O barulho alto da britadeira, o olho
esquerdo de Ron apertando-se levemente.
Fui eu que propus fazermos
a obturação com técnicas trouxas. Não havia forma melhor de
conhecer uma pessoa do que vendo seus dentes.
O ar, a água, pode
cuspir.
A forma como ele sentava na cadeira, um pouco rígida, era
engraçada. Curiosamente, lembrava a forma como se sentara ao lado de
Hermione na mesa, na primeira vez em que o convidamos para jantar. Eu
não sabia se a causa do nervosismo era o ambiente trouxa ou a minha
presença.
A obturação. Limpa, modela, aperta, espera.
Eram
dentes retos, muito retos. Eu os vinha observando ultimamente.
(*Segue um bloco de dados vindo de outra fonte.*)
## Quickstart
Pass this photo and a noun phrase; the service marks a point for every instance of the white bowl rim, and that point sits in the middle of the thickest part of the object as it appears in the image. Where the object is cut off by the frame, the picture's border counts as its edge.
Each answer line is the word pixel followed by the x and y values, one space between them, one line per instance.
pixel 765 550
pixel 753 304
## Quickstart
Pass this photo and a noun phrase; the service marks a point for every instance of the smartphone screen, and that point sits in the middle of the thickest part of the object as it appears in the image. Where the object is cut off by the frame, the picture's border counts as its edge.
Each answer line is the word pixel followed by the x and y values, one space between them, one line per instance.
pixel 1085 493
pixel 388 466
Ele os
mostrava timidamente quando os seus olhos brilhavam em direção a
Hermione. O sorriso dela não era tão contido.
O ar, a água,
pode cuspir.
Tirei as luvas, ele se levantou.
- Doeu?
- Não.
Sr. Granger... – ele esforçou-se para dizer, apressado, ainda com
a boca mole.
Eu esperei, ele não disse. Suas orelhas ficaram
muito vermelhas e sua boca apertou-se, talvez para compensar o tempo
que passara aberta.
Silêncio.
- Que data escolheram? –
perguntei, para ajudá-lo.
Ele não ergueu os olhos.
- Na
primavera.
Claro, a primavera. Era sempre a data
favorita.
Silêncio. A tensão aumentou. Ainda mais.
Eu sorri e
acenei com a cabeça.
- Vocês têm a minha benção.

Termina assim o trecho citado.